Housed in a secure cloud environment, the data allows researchers to trace the arc of a patient’s symptoms and treatments over time, and let predictive algorithms suggest the most promising next step in care. Over the next five years, the team hopes to layer in other data—from genetics and brain imaging to wearables and smartphone use—to better understand how people function outside the clinic.

Combining these data streams might show how genetic markers and sleep patterns could guide depression treatment—steering a first-time patient toward psychotherapy, while recommending innovative treatments like accelerated intermittent theta-burst stimulation, a noninvasive brain stimulation technique, for those with more severe recurring episodes.

“How can we figure out the underlying heterogeneity of illness,” asks Zandi, “and provide the right sort of intervention to the right individuals at the right time?”

A Chink in Malaria’s Armor 

For malaria parasites to infect a human, they first have to survive the journey through a mosquito’s gut. George Dimopoulos, PhD, MBA, and his team at the Johns Hopkins Malaria Research Institute are working to stop them there.

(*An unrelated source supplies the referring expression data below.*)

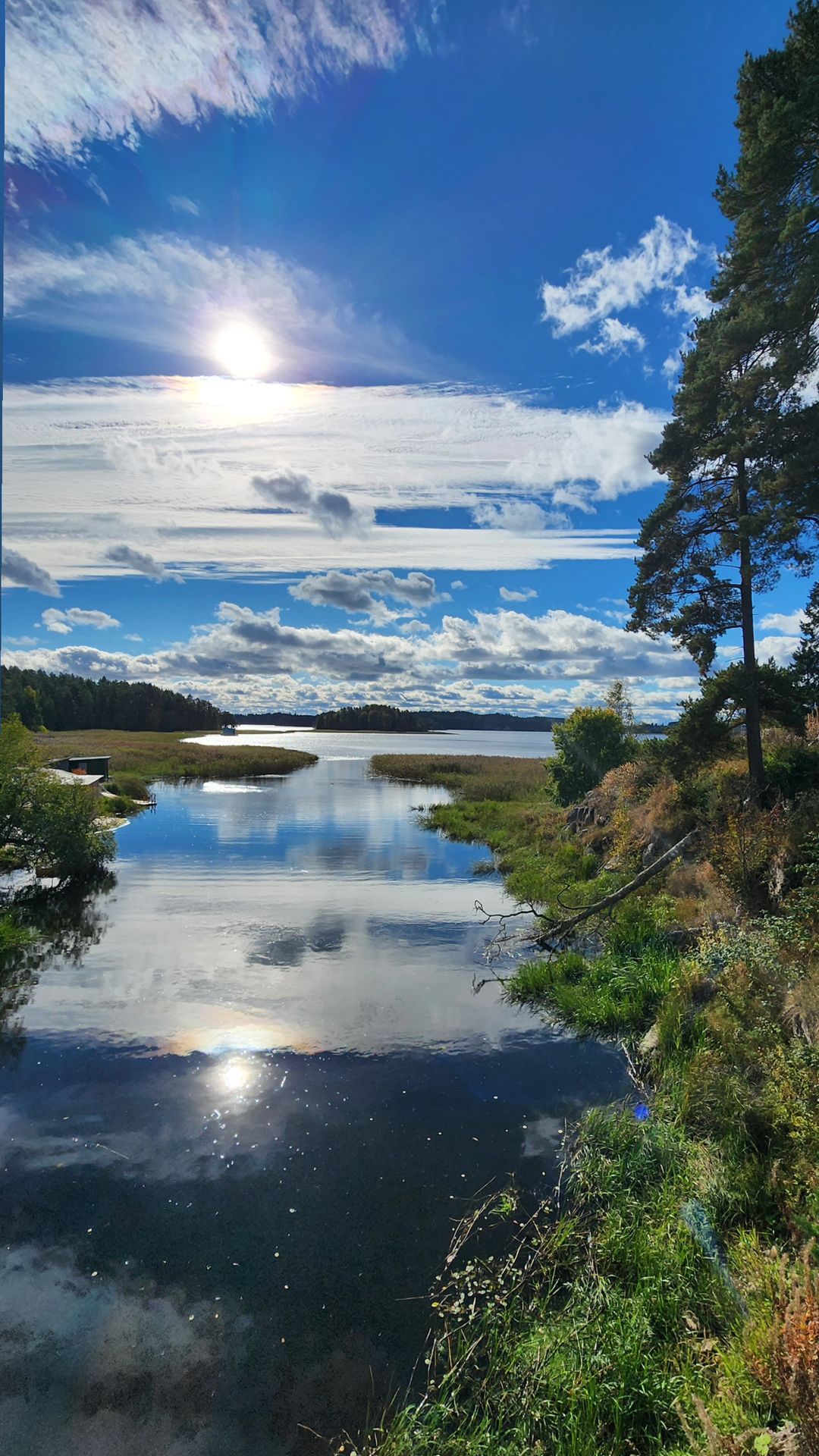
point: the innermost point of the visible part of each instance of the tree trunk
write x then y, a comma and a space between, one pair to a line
752, 712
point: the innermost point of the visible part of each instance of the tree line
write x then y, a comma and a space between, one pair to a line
63, 701
741, 455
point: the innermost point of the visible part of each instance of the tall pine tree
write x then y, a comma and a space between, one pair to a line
742, 449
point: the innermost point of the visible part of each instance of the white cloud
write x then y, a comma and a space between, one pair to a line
295, 492
518, 516
414, 626
780, 648
783, 622
363, 590
142, 563
614, 338
167, 466
19, 571
601, 284
525, 595
77, 72
159, 287
245, 650
64, 622
184, 204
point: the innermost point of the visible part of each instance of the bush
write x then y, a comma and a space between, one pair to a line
130, 786
589, 743
42, 821
792, 769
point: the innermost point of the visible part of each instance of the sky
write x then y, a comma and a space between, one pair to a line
337, 334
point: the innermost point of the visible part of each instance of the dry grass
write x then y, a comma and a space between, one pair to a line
167, 756
471, 777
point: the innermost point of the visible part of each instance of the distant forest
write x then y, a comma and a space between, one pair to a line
382, 718
61, 701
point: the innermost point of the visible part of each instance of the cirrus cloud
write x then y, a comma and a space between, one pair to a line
360, 592
20, 571
64, 622
77, 72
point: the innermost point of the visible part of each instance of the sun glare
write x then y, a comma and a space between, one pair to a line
242, 351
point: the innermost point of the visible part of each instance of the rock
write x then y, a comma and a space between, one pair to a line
651, 1043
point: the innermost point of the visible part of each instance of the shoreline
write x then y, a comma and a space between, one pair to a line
645, 1310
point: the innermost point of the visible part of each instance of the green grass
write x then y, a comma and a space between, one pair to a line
165, 756
615, 992
14, 935
129, 785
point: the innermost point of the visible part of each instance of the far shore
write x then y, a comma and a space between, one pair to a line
174, 756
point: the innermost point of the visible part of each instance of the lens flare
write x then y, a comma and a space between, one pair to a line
241, 350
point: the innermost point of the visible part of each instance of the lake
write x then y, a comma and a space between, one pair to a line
246, 1098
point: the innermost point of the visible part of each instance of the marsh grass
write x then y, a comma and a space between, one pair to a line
165, 755
615, 992
471, 777
615, 1324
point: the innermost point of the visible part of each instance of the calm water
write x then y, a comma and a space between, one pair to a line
246, 1098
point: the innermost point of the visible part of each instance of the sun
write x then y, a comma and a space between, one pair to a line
242, 351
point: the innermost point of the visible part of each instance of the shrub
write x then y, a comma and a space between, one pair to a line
589, 743
792, 1370
42, 821
792, 767
130, 786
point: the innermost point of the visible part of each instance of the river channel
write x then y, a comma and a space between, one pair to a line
241, 1107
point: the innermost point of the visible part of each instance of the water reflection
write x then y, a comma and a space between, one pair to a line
254, 1092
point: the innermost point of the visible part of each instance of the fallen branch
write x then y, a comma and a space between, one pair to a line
561, 929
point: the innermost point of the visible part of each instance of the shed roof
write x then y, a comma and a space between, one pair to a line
86, 780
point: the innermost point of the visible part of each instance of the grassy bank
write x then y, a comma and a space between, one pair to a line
670, 1304
165, 755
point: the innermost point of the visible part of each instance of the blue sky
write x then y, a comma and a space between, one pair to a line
337, 335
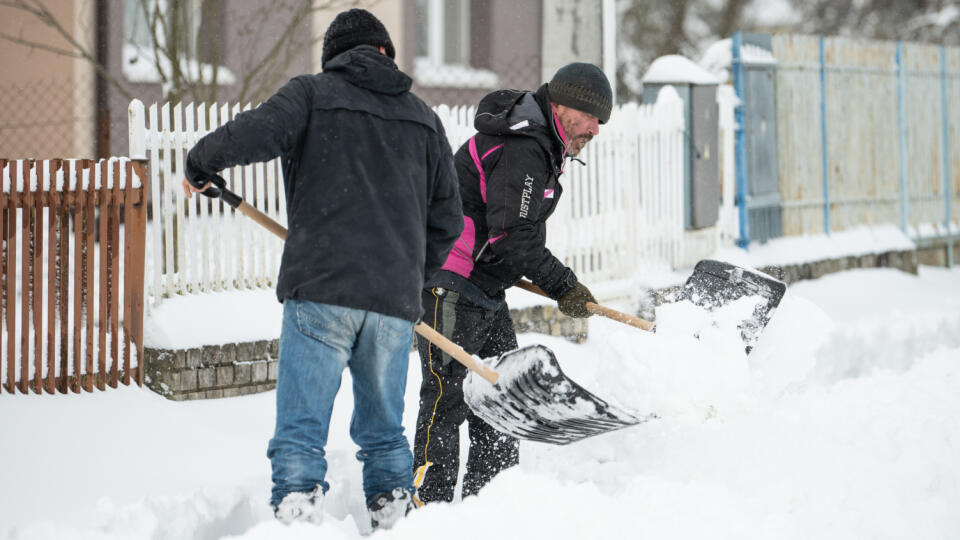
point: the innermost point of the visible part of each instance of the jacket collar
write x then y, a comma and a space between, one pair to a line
366, 67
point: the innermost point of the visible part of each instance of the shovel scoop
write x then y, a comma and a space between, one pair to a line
533, 400
715, 284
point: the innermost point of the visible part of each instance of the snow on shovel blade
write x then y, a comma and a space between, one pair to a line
535, 401
714, 284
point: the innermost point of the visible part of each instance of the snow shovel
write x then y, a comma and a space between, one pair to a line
712, 285
715, 284
528, 396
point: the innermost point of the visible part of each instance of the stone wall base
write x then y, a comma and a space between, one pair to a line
237, 369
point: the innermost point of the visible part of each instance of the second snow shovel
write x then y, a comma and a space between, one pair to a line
712, 285
528, 396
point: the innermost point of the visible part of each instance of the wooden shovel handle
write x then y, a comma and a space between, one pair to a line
263, 219
597, 309
456, 352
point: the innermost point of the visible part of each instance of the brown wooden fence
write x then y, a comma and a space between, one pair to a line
71, 274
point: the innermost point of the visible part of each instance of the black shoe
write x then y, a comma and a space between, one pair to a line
387, 508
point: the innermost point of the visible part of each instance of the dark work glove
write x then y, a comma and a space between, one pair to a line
198, 179
573, 303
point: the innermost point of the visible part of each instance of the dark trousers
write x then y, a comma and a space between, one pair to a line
484, 331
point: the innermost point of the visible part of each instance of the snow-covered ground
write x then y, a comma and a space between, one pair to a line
843, 423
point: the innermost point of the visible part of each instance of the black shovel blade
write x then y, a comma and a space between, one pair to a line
714, 284
533, 400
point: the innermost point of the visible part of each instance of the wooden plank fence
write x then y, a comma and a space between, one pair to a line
880, 147
71, 274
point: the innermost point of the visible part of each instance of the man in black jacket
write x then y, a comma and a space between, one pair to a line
509, 185
373, 210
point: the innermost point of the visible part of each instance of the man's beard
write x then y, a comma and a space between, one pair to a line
577, 143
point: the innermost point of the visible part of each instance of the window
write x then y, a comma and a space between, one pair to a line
443, 46
147, 23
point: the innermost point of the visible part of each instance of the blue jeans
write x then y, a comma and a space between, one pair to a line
316, 342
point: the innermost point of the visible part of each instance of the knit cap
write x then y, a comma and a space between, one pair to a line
355, 27
583, 87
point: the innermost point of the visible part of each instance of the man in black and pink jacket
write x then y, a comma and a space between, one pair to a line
509, 185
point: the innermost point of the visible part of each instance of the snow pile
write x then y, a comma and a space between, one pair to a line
675, 68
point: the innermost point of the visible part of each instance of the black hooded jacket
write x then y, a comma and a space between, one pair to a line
371, 190
509, 185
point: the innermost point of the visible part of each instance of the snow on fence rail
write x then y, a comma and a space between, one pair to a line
623, 208
65, 224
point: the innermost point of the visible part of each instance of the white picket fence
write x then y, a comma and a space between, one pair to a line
621, 213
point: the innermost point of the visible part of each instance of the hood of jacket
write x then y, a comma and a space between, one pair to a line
521, 113
366, 67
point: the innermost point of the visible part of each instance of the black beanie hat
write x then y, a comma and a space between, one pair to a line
355, 27
583, 87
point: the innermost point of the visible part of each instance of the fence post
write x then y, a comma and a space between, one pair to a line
741, 199
136, 124
824, 147
945, 152
902, 127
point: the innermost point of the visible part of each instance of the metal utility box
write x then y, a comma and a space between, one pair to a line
698, 90
760, 125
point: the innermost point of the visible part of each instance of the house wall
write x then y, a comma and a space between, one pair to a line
46, 99
505, 39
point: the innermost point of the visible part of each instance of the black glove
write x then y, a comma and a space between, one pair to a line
573, 303
198, 179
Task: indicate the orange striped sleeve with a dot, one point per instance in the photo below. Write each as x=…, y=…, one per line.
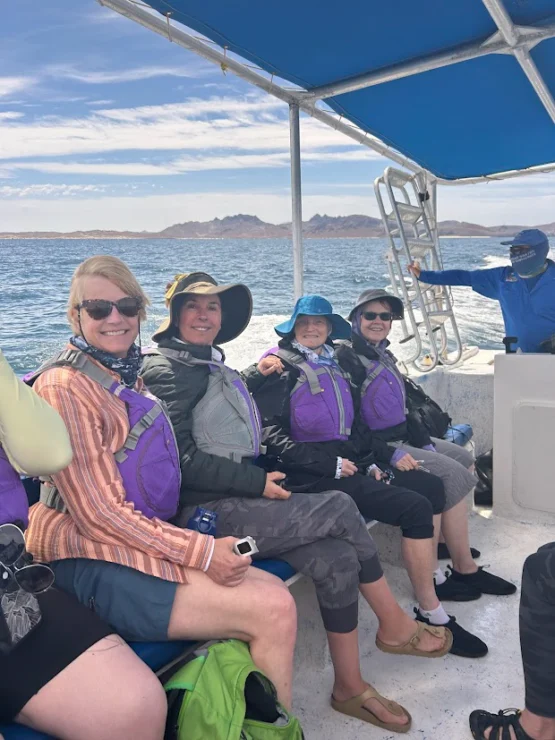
x=91, y=485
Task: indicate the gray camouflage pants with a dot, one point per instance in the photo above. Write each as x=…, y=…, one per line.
x=537, y=630
x=321, y=535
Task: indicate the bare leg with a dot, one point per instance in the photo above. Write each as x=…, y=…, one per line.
x=106, y=693
x=419, y=561
x=455, y=529
x=348, y=680
x=438, y=537
x=256, y=611
x=395, y=626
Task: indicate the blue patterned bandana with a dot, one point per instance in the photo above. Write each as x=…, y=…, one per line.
x=127, y=367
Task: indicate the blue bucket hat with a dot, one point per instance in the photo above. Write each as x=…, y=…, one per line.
x=315, y=305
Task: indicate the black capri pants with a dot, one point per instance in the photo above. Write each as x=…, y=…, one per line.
x=409, y=502
x=537, y=630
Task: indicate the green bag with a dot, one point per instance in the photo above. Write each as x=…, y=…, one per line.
x=221, y=695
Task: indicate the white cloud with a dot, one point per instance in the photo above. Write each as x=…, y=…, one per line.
x=100, y=102
x=133, y=74
x=10, y=85
x=249, y=124
x=47, y=190
x=227, y=161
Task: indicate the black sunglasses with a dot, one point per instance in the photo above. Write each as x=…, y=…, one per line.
x=372, y=315
x=99, y=309
x=34, y=578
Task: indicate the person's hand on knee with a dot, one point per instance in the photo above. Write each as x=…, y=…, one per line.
x=348, y=468
x=407, y=462
x=226, y=567
x=273, y=489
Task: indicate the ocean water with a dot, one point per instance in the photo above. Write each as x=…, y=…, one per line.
x=35, y=275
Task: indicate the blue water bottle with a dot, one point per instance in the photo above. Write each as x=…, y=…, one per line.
x=203, y=520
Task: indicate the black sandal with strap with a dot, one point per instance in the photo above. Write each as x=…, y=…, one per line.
x=500, y=725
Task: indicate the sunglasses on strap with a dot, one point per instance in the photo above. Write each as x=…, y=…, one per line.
x=99, y=309
x=34, y=578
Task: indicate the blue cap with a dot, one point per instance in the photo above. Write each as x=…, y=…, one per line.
x=315, y=305
x=528, y=238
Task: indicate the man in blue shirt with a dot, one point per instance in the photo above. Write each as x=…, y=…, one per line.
x=525, y=290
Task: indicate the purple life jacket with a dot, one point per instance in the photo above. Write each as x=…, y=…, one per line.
x=226, y=420
x=148, y=462
x=13, y=497
x=321, y=402
x=382, y=396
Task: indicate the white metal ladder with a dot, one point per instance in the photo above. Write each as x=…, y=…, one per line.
x=411, y=229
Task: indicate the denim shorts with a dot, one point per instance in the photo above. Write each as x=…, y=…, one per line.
x=136, y=605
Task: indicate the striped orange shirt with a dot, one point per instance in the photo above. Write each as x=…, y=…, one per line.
x=100, y=523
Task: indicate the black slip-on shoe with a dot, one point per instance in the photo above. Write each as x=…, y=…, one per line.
x=465, y=644
x=452, y=590
x=500, y=722
x=444, y=554
x=486, y=583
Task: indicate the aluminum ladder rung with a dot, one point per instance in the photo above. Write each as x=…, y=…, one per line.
x=399, y=179
x=420, y=243
x=410, y=224
x=417, y=252
x=409, y=214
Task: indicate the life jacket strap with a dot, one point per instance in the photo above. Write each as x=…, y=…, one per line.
x=50, y=497
x=136, y=432
x=298, y=361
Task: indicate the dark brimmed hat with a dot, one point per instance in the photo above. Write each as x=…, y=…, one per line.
x=315, y=305
x=379, y=294
x=236, y=303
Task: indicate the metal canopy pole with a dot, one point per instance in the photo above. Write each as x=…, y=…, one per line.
x=512, y=37
x=528, y=38
x=296, y=199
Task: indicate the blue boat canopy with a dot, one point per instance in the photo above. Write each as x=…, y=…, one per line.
x=463, y=88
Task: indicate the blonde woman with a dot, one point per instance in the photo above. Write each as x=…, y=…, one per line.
x=66, y=676
x=104, y=522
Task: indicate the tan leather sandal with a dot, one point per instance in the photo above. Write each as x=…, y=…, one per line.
x=411, y=647
x=355, y=708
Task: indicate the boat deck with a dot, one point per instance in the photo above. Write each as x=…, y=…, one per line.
x=439, y=693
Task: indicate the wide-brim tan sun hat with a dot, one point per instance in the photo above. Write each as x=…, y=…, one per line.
x=379, y=294
x=236, y=303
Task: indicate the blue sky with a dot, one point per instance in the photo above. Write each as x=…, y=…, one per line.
x=104, y=124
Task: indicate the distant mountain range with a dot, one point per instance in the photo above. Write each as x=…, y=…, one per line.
x=251, y=227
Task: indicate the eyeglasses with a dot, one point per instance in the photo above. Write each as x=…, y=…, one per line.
x=372, y=315
x=99, y=309
x=34, y=578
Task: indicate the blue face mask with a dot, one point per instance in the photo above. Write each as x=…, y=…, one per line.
x=529, y=261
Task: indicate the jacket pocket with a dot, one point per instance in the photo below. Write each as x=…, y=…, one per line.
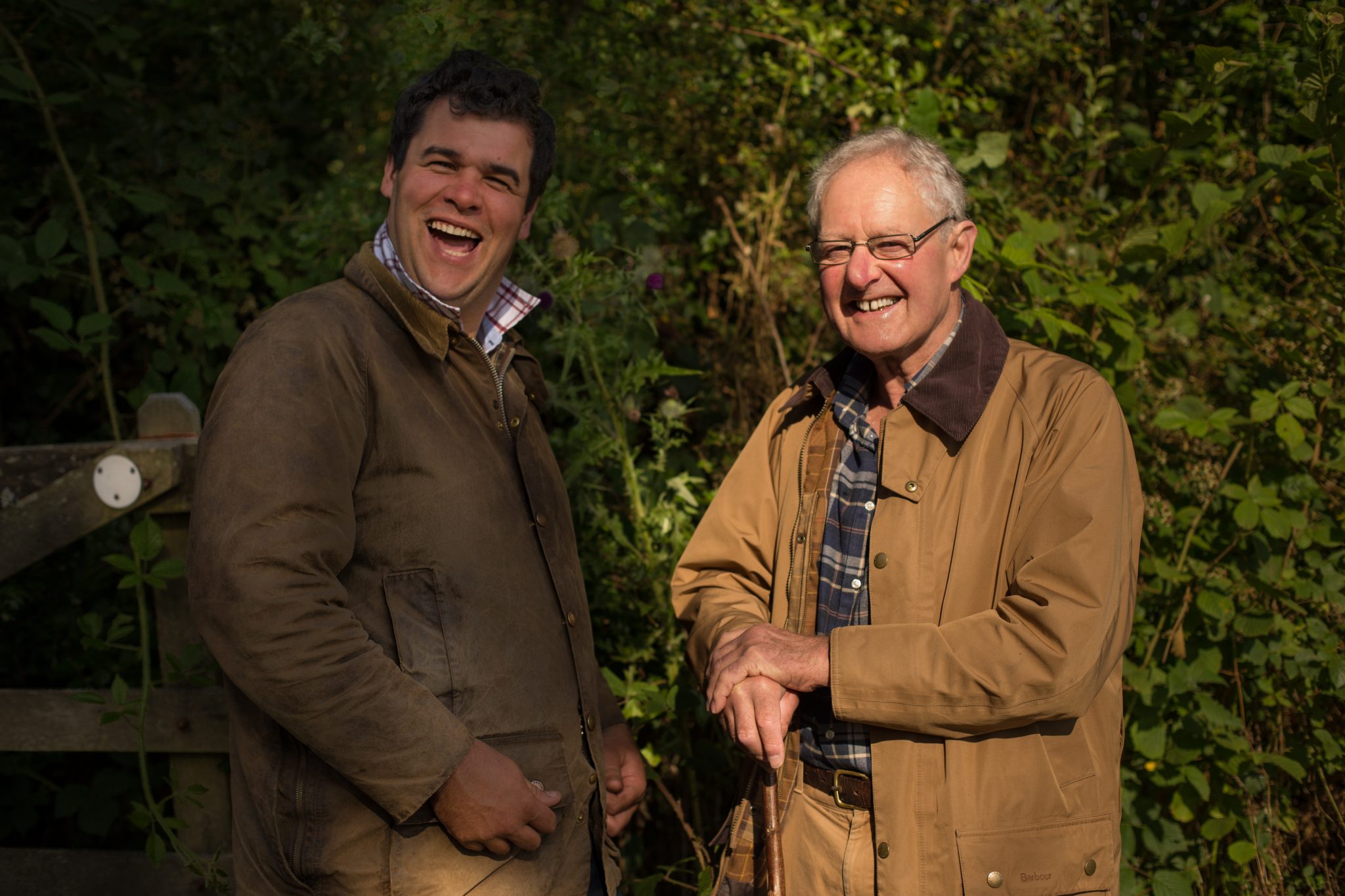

The group recently discovered that a protein-folding system in mosquitoes—known as the prefoldin–chaperonin complex—plays a critical role in the parasite’s survival, as published March 6 in Nature Microbiology. This system helps the mosquito form key structural components in the midgut, including the basal lamina, in which the parasite embeds itself to hide from the mosquito’s immune defenses.

“When you disrupt this protein-folding machine, the parasite can no longer hide,” says Dimopoulos. “At the same time, the mosquito’s gut lining breaks down, and bacteria leak out into the body causing a lethal infection. This also primes the mosquito’s immune response, which targets the exposed parasite.”

The result is a double blow: the parasite’s ability to survive is blocked, and in lab tests up to 60% of the mosquitoes died from bacterial infection. But what makes the discovery even more powerful is how it might be scaled.

Dimopoulos envisions two practical applications. One involves vaccines that prompt humans—or even livestock—to produce those antibodies in their bloodstream. When a mosquito bites a vaccinated host, it ingests the antibodies, which then disrupt its internal protein-folding system, exposing the parasite to the primed immune system and triggering the lethal bacterial infection. The other is based on artificial nectar stations laced with the antibody-mimicking molecules that target the protein-folding system when mosquitoes feed on it.

What's particularly promising is that the approach works against multiple malaria species—including Plasmodium falciparum and P. vivax—and across different mosquito vectors, offering protection that conventional methods can't match.

“This complex exists in all mosquito species,” Dimopoulos notes. “It’s a pan-antimalarial control method that blocks the parasite and also kills the mosquito.”